All of this tells us that there is a problem in the dataset of the Kaggle competition, some of it may be subjective, other tweets are objectively mislabeled. Therefore, if you are working on the Kaggle competition for disaster tweets and the improvements you make to your model do not materialize in a better result, it might also be the dataset’s fault, not yours. Consider this: If your model would classify every tweet correctly in the test set, you would not score 100% because of the mislabeled tweets in the test set.
But I think we can gain some deeper insights than the simple observation that the dataset contains some issues.
Conclusion
When working in machine learning, we sometimes tend to focus a lot on the technology aspects, trying to tune hyperparameters, using bigger or more advanced models etc. In this case, the ground truth is the limiting factor to what the model can achieve. The pre-trained model has actually outperformed the data set by clearly pointing out mislabeled data. This shows that the pre-trained model understands quite a bit about language, not only the grammar, but also about the content. This is not super-surprising when you think about the task for the model. A language model is basically trained to predict the next word for a prompt, and we have re-trained it (the last layer or a bit more) to classify tweets. So it is not just trained on the classification task, but the model still understands quite a lot about the content about the tweets.
The (training) data is maybe the most important asset in machine learning, and it can come with quite a few problems: Not only can it be biased, difficult to obtain, hard to parse, it can also be simply wrong!
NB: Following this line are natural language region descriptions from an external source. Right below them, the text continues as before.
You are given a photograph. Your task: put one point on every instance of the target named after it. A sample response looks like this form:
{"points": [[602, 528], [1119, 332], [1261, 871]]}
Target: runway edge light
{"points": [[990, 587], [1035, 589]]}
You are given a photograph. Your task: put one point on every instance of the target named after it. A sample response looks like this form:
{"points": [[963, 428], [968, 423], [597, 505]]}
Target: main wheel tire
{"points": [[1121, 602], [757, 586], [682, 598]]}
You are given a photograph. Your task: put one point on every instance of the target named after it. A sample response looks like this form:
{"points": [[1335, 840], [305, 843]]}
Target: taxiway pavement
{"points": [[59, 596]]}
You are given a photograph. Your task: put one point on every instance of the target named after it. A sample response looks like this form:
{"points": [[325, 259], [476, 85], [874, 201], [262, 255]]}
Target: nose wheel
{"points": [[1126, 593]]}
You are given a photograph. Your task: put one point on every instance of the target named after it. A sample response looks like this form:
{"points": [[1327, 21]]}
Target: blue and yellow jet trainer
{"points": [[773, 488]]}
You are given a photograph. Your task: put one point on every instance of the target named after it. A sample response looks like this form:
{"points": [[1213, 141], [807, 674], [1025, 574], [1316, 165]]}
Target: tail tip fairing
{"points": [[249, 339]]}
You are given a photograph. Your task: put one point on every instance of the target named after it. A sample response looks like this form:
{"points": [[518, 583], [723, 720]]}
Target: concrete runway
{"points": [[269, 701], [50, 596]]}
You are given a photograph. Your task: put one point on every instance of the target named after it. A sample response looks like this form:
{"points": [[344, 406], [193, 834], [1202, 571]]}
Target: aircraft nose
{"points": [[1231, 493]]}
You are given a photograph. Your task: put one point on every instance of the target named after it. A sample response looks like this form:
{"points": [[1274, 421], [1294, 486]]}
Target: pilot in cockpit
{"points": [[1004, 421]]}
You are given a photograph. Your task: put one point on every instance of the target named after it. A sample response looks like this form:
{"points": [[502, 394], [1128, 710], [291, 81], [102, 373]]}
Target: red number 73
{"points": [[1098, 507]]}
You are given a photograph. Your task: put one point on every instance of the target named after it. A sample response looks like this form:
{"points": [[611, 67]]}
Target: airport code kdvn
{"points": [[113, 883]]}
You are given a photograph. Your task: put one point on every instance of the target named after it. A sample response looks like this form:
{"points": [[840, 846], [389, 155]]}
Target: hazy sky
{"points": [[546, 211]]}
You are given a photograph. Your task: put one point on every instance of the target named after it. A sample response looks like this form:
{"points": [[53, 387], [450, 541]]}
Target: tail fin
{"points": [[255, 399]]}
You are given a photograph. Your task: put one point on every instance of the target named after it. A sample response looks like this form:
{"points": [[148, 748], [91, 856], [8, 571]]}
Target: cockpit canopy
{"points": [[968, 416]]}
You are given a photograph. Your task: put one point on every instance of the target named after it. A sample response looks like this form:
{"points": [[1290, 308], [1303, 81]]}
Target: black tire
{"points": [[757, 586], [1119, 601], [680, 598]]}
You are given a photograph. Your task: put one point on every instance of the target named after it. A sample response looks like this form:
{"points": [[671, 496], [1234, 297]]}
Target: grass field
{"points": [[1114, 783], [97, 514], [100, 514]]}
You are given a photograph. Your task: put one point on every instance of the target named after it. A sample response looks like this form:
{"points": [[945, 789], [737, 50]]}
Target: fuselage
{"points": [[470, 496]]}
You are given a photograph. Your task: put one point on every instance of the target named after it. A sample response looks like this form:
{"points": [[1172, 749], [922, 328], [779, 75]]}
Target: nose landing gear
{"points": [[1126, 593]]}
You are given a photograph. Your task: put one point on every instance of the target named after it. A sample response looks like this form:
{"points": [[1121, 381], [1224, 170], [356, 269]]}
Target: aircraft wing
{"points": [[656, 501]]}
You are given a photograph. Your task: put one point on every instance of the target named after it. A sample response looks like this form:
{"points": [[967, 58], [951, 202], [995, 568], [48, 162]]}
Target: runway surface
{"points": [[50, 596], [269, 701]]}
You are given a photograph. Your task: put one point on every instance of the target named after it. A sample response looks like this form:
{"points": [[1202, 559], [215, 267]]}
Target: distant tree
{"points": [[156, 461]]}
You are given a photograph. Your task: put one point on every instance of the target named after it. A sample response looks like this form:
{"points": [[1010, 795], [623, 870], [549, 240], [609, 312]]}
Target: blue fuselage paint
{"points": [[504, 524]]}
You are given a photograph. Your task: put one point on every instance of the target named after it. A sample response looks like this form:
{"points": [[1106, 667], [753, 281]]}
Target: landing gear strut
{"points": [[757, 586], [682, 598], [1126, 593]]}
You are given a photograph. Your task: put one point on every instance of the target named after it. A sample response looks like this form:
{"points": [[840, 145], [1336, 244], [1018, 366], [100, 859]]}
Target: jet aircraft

So the true lesson is not to blindly trust the data, but thorough inspection of the data is always called for. By using faulty data, our model has become biased: It has learned from the mislabeled tweets, and I suspect it has become too sensitive when detecting disasters. When non-disaster tweets are classified as disasters in the training data, the model calls out a disaster when there is none - similar to if you called an ambulance for a slight cough. The pre-training, however, still seems to contain enough “common sense” that the model can still call out mislabeled tweets.
Therefore, the F1-score of the submission does not represent the true model performance: The score should be higher. My subjective estimate is that at least 30% of the false negatives should be true positives. This would lift the F1-score by about 2.5 percentage points.
What do you think? Did I assign too much credit to the pre-trained model, for example, by crediting it with the capability to do a bit of common-sense reasoning? Does the data quality of the competition define the ceiling of the score that you can achieve, or do you see ways to navigate around this obstacle?